Pyotr Mihalitch's eyes filled with tears and his hand began to tremble as it lay on the table. Zina guessed what he was thinking about, and her eyes, too, glistened and looked red.
'Grigory, come here,' she said to Vlassitch.
They walked away to the window and began talking of something in a whisper. From the way that Vlassitch stooped down to her and the way she looked at him, Pyotr Mihalitch realised again that everything was irreparably over, and that it was no use to talk of anything. Zina went out of the room.

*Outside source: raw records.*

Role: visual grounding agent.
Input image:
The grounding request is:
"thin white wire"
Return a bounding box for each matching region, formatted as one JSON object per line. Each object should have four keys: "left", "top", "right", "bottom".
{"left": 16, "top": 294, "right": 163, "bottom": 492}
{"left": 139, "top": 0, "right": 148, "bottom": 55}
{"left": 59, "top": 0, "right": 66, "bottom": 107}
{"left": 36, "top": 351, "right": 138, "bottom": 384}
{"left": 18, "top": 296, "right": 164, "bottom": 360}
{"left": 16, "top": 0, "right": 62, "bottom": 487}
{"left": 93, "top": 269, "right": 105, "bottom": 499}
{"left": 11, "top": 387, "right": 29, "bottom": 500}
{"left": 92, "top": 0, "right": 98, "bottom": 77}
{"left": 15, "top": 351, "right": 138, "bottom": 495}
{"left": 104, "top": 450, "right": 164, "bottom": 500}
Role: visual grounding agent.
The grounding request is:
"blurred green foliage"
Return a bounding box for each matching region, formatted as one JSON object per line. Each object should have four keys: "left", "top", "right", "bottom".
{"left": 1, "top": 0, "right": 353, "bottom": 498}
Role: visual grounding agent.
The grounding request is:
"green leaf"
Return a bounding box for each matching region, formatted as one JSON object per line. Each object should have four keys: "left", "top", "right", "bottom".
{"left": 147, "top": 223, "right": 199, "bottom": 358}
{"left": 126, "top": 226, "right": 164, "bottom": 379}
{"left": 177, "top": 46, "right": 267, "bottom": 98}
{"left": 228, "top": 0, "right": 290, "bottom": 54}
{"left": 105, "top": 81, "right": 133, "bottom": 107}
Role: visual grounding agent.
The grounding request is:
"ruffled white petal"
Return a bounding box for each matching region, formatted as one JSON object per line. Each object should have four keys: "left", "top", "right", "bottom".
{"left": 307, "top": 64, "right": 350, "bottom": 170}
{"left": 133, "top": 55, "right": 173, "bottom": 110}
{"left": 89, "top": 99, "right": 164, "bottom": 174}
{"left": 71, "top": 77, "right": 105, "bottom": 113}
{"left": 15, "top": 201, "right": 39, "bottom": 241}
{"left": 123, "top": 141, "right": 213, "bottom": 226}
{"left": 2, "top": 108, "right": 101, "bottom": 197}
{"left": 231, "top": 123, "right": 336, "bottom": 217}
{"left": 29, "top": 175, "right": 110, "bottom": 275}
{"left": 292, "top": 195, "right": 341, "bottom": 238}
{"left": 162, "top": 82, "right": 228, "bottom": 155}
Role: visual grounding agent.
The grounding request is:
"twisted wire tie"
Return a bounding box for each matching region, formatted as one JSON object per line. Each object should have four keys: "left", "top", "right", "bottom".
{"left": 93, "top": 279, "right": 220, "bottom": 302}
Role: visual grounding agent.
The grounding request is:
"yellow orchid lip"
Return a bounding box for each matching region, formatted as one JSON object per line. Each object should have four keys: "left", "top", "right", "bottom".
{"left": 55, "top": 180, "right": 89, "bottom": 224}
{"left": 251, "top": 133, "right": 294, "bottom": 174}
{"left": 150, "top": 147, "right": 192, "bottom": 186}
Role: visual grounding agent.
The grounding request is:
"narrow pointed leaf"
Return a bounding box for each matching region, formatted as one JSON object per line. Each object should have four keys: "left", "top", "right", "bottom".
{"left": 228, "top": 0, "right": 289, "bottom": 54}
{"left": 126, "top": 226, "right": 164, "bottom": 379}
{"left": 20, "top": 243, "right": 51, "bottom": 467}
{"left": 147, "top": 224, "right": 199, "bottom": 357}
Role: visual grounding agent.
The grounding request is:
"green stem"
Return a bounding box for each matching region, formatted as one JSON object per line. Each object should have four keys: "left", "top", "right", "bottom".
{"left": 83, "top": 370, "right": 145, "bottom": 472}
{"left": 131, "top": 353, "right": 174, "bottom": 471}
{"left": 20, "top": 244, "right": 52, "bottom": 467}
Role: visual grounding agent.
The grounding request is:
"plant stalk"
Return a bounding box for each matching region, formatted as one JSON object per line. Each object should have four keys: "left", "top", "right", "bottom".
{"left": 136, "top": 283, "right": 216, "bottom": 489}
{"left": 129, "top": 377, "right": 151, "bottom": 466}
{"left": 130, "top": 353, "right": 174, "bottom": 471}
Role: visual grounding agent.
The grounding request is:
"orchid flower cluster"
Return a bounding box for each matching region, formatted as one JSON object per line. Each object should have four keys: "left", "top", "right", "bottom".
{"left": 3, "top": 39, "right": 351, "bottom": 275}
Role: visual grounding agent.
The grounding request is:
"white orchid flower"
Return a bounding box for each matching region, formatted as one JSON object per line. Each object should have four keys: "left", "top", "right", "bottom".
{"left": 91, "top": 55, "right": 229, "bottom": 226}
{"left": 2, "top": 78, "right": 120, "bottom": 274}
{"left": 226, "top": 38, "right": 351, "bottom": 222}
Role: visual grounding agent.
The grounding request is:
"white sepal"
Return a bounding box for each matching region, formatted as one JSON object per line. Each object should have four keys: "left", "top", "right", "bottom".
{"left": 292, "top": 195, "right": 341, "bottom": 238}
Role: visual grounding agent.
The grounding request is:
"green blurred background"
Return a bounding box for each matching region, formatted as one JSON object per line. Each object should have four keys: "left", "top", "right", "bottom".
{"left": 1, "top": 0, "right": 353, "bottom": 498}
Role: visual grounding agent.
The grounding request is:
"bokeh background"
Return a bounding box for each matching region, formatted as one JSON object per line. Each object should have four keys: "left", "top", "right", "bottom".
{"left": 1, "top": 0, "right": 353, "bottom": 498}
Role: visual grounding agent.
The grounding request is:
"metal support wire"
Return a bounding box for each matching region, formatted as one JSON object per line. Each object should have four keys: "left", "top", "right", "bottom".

'Well, brother!' Vlassitch began, after a brief silence, rubbing his hands and smiling. 'I called our life happiness just now, but that was, so to speak, poetical license. In reality, there has not been a sense of happiness so far. Zina has been thinking all the time of you, of her mother, and has been worrying; looking at her, I, too, felt worried. Hers is a bold, free nature, but, you know, it's difficult when you're not used to it, and she is young, too. The servants call her 'Miss'; it seems a trifle, but it upsets her. There it is, brother.'
Zina brought in a plateful of strawberries. She was followed by a little maidservant, looking crushed and humble, who set a jug of milk on the table and made a very low bow: she had something about her that was in keeping with the old furniture, something petrified and dreary.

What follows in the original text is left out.